Sequences around the Alu-insertion site being the exact interface that divides sex chromosomes into two functionally distinct regions are known to be strictly conserved in species of hominoids and Old World monkeys (20 ). At the insertion site there is a 10 nt sequence strictly conserved even among PABLs, although the Alu element is absent (see Fig. 1 ). Strict sequence conservation around this Alu-insertion site, as well as strict conservation of the 5'- and 3'-termini, during evolution may be related to possible functions of PABXY1 and PABLs. In our previous paper, we reported a rather unexpected finding that the sequence similarity of the Alu-downstream portion of PABX1 or PABY1 with the PABL2 (82.2 or 80.5% nucleotide identity) is higher than that between PABX1 and PABY1 (77.8% identity) and the similarity among PABX1, PABY1, and PABL1 is equivalent (13 ). For clarifying evolutionary processes that formed the present PABXY1 and PABLs and investigating functional constraints on the sequences, phylogenetic relationships and evolutionary rates were examined for all available PABLs. The reported PABXY1 sequences of great apes and Old World monkeys (20 ) were included for estimation of the evolutionary rates. Divergence between great apes and Old World monkeys is postulated to have occurred 25 million years ago. Because of the PAR characteristic, PABX1 and PABY1 sequences upstream of the Alu-insertion site are practically identical within a single species. For avoidance of complications arising from this peculiar characteristic, individual PABXY1 and PABLs were divided into two regions and unrooted phylogenetic trees were separately constructed by the neighbor-joining method (Fig. 5 ). Trees obtained from evolutionary distances on the basis of one- and two-parameter methods were identical in their branching patterns or topologies, and branch lengths were nearly the same.

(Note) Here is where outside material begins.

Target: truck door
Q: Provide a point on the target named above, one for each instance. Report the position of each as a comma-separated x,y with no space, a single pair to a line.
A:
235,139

Figure 5. Phylogenetic trees of PABXY1 and PABL sequences, based on the downstream (A) and upstream (B) portions to the Alu-insertion site. Trees were constructed for PABXY1 of four hominoids and three Old World monkeys and five human PABLs by the neighbor-joining method. Mainly because of limited availability of PABXY1 sequences of great apes and Old World monkeys, the portions analyzed (151 nt for downstream and 177 nt for upstream) were shorter than those of the PABL core. Abbreviations for the species are as follows: Homo sapiens (human; Hum), Pan troglodytes (chimpanzee; Chi), Gorilla gorilla (gorilla; Gor), Pongo pygmaeus (orangutan; Ora), Theropithecus gelada (gelada baboon; Gel), Macaca sylvanus (barbary macaque; Bar), and Cercopithecus cephus (moustached guenon; Gue). The root of trees was predicted by the UPGMA method (40). Branch lengths were proportional to the estimated number of nucleotide substitutions. Evolutionary distances (number of nucleotide substitutions) were estimated by Kimura's two parameter method (41), and these distances were used to construct neighbor-joining trees. Bootstrap probabilities, based on 1000 resamplings, were calculated for each internal branch of neighbor-joining trees with the NJBOOT2 program (kindly provided by Dr K. Tamura, Tokyo Metropolitan University).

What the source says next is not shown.